La persona uccisa si chiamava Alberto Filosi ed era marito e padre amatissimo nonché medico stimato
La persona ferita sono io.
Il conducente del motoscafo si chiama Angelo Gino Zambaiti ed è un noto industriale bergamasco.
La procura della Repubblica presso il Tribunale di Tempio Pausania stabilirà che "il comandante del motoscafo contravveniva ad una serie di disposizioni di legge in materia di sicurezza della navigazione contenute nel regolamento internazionale per prevenire gli abbordi in mare e segnatamente che non teneva in debito conto tutti i pericoli della navigazione ed i rischi di abbordaggio, non manteneva un servizio di vedetta visiva (in pratica non era ai comandi), non manteneva una velocità di sicurezza (procedeva a 20 nodi), non manovrava allo scopo di evitare l’abbordaggio e provocava la morte per shock traumatico acuto di Alberto Filosi e lesioni personali gravi ad Elena Rizzi”.
Aggiungo che non solo dall’imbarcazione a motore nessuno si è interessato delle mie condizioni, né tantomeno ha cercato di avvicinarsi per prestarmi soccorso, ma in due anni nessuno ha mai trovato il modo di scusarsi per quanto accaduto o di conoscere le mie condizioni di salute.

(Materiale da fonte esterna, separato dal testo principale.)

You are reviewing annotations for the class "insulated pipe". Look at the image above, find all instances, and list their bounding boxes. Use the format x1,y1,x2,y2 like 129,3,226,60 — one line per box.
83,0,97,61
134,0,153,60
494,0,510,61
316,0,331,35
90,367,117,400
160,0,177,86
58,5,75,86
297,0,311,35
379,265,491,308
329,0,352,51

L’imputato, tramite i suoi avvocati, chiede il patteggiamento a 1 anno, 11 mesi, 23 giorni di reclusione con la sospensione condizionale della pena e non menzione. In prima battuta il Giudice non concede il patteggiamento e chiede un riesame della vicenda. Siamo a dicembre 2022. Nel frattempo viene nominato un altro Giudice che il 6 giugno di quest’anno, a due anni dall’incidente, esprime parere favorevole e viene stabilito che “in considerazione della natura e delle modalità del fatto e della personalità dell'imputato oltre che dello stato di incesuratezza, possono essere concesse le circostanze attenuanti generiche ed al medesimo può essere riconosciuto il beneficio della sospensione condizionale della pena ed anche quella della non menzione nel certificato penale".
Questa totale impunità mi ha lasciata profondamente amareggiata e delusa nei confronti della giustizia. La mia esistenza è stata completamente stravolta da questo incidente ed ora è come se nulla fosse accaduto.
Se l’omicidio nautico venisse finalmente equiparato all’omicidio stradale forse questa vicenda avrebbe avuto un epilogo diverso. Ma non ne sono così convinta.